New York Times reporter Lillie Dremaux solicited the views of European Muslim women on the burkini debate, distilling more than 1,000 comments for the article. One respondent said she was "afraid of having to wear a yellow crescent on my clothes one day, like the Star of David for Jews not so long ago."
"French Muslim women would be justified to request asylum in the United States... given how many persecutions we are subjected to," another women said.
Valls objected "with the greatest vigor... that the journalist quotes women of the Muslim faith suggesting that their voices are muzzled, to depict France as oppressing them."

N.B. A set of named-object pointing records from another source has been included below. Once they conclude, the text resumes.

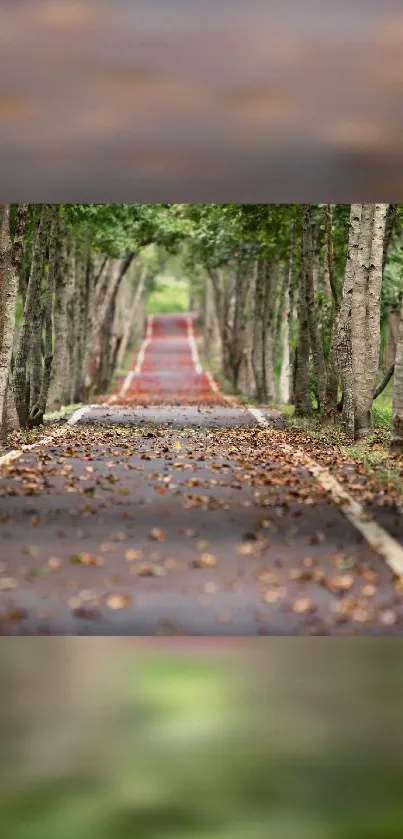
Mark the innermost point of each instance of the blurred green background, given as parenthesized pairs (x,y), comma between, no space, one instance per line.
(282,738)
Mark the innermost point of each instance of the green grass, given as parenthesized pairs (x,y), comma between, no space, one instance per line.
(168,295)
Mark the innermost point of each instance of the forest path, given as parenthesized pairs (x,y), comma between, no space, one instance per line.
(171,509)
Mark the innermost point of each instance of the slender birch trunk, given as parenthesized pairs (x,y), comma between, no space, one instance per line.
(20,382)
(271,285)
(397,421)
(365,315)
(130,322)
(343,325)
(10,266)
(302,391)
(285,380)
(315,338)
(258,328)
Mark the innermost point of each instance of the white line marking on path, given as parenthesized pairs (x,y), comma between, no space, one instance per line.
(81,412)
(378,539)
(193,346)
(140,358)
(5,459)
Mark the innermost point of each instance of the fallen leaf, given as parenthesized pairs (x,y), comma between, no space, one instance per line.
(208,560)
(54,563)
(274,595)
(118,601)
(7,583)
(131,555)
(341,582)
(303,605)
(87,559)
(157,534)
(246,548)
(388,617)
(368,591)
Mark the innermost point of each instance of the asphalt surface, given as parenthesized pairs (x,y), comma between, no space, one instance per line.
(181,519)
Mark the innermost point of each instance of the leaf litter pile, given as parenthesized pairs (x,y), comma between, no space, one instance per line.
(98,526)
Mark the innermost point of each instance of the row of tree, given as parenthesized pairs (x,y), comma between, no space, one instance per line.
(73,285)
(293,299)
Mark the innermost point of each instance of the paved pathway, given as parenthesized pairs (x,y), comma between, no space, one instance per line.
(171,509)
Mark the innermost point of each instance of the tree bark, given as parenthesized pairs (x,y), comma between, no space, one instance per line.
(270,293)
(396,444)
(238,338)
(33,293)
(38,409)
(343,325)
(285,381)
(79,323)
(315,337)
(302,390)
(130,322)
(10,266)
(60,367)
(259,329)
(365,317)
(384,381)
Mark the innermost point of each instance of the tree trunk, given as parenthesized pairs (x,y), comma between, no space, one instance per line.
(271,285)
(365,317)
(212,333)
(10,266)
(130,322)
(281,313)
(302,389)
(311,308)
(38,409)
(332,377)
(67,392)
(238,338)
(103,305)
(343,325)
(258,329)
(285,381)
(397,420)
(390,222)
(33,294)
(79,321)
(60,367)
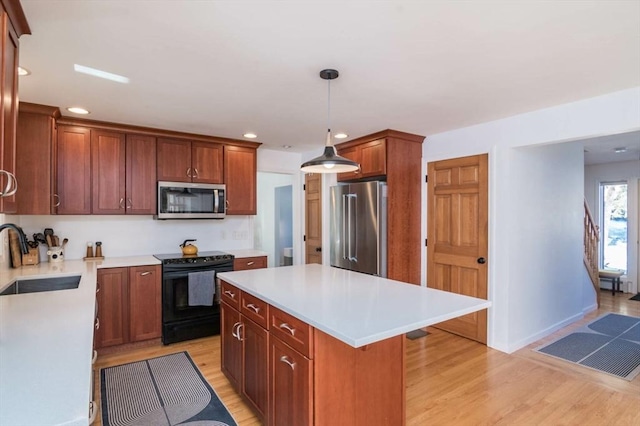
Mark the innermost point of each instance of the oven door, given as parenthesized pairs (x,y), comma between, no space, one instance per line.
(175,293)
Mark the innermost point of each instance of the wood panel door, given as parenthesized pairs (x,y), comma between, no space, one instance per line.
(141,187)
(457,224)
(174,160)
(145,302)
(107,172)
(113,307)
(73,170)
(206,162)
(291,387)
(240,172)
(313,218)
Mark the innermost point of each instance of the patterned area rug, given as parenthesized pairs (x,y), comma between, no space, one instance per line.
(610,343)
(164,391)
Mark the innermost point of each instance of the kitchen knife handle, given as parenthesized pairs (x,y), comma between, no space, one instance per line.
(287,327)
(285,359)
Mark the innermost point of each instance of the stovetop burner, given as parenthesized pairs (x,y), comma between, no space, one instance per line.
(201,257)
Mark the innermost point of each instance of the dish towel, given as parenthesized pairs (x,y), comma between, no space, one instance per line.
(201,288)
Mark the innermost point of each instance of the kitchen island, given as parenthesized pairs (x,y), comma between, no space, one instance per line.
(334,339)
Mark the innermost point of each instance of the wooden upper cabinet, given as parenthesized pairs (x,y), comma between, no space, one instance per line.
(174,160)
(141,175)
(240,172)
(73,170)
(108,172)
(9,102)
(35,140)
(185,161)
(371,156)
(206,161)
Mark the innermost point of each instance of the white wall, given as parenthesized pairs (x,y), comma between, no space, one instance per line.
(264,230)
(611,172)
(525,305)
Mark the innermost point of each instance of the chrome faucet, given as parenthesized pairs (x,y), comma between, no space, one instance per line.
(21,236)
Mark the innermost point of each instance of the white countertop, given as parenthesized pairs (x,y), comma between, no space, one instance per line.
(46,344)
(355,308)
(246,253)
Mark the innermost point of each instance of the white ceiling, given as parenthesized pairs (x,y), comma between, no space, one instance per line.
(227,67)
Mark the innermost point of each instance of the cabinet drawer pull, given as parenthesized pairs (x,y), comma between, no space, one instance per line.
(287,327)
(285,359)
(233,332)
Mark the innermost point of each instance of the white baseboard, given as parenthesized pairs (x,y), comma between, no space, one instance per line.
(544,333)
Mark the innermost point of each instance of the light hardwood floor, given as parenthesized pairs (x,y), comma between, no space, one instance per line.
(455,381)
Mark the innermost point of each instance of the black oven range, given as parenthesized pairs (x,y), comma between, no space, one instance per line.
(190,294)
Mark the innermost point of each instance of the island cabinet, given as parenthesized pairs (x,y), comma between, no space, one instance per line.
(240,176)
(186,161)
(35,141)
(129,305)
(123,168)
(311,377)
(245,345)
(13,24)
(394,157)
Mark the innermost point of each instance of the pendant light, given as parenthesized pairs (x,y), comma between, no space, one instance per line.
(329,161)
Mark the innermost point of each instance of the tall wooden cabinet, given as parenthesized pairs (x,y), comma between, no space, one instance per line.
(395,157)
(35,142)
(13,24)
(129,305)
(240,174)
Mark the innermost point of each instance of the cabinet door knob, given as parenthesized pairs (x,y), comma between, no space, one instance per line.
(286,360)
(287,327)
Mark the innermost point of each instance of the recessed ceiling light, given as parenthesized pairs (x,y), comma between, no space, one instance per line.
(99,73)
(78,110)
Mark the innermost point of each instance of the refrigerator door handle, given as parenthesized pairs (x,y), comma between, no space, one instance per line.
(353,223)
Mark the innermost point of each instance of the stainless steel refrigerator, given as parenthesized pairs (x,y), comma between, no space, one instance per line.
(359,227)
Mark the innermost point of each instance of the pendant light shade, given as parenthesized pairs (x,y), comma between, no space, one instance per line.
(329,161)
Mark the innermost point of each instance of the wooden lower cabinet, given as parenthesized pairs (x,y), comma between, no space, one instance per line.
(311,377)
(129,305)
(291,378)
(244,357)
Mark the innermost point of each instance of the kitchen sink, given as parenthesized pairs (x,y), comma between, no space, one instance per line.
(34,285)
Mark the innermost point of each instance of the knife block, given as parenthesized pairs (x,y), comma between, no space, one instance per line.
(31,258)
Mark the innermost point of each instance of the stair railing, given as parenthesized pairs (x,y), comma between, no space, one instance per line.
(591,244)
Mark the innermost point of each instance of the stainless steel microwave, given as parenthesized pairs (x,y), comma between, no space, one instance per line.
(182,200)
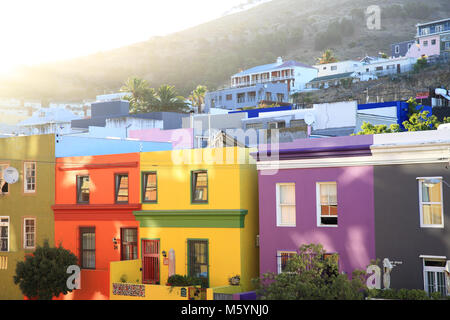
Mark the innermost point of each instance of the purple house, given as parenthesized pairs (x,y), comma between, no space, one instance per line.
(315,193)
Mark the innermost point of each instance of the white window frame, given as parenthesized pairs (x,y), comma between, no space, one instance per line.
(433,269)
(278,211)
(8,224)
(422,225)
(4,166)
(279,252)
(318,205)
(25,182)
(25,233)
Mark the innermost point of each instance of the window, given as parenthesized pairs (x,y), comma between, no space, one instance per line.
(121,188)
(87,247)
(128,244)
(280,97)
(282,259)
(29,183)
(82,189)
(4,234)
(29,233)
(434,276)
(199,187)
(276,125)
(430,202)
(298,123)
(3,184)
(254,126)
(149,187)
(326,195)
(285,204)
(198,257)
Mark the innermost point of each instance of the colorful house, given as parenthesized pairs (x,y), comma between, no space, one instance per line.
(26,218)
(412,201)
(313,194)
(199,218)
(362,197)
(94,202)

The Socialist prime minister, who came under fire for saying last month that the burkini was "based notably on the enslavement of women," reiterated his stance in the Huffington Post piece. Blasting foreign media for accusing secular France of seeking to "undermine Muslims' freedom to practice their faith," he said: "It is precisely for freedom that we are fighting." Valls saw an "incredible reversal" in comments that he said presented the burkini as "an instrument of women's liberation," citing one respondent who said her sister "could finally play with her children on the beach instead of sitting in the shadow."
Another said "wearing the veil does not mean being enslaved by a man... it means appropriating the body and femininity." These women's assertions suggest "complete acceptance of male domination," Valls wrote.
"In France, we consider to the contrary that... women cannot be the subject of the slightest domination. And the idea that women should be removed from the public arena is indeed male domination," he added. The prime minister linked the promotion of the burkini to Islamist "proselytizing."
"It is not an anodyne swimming costume. It is a provocation (of) radical Islamism that is on the rise and wants to impose itself in the public arena," Valls wrote.
He said the "great majority of Muslims... do not recognize themselves in this proselytizing minority that is exploiting their religion." Valls said France was "proud that Islam is the country's second religion. Millions of citizens of the Muslim faith or culture respect their duties perfectly and fully enjoy their duties."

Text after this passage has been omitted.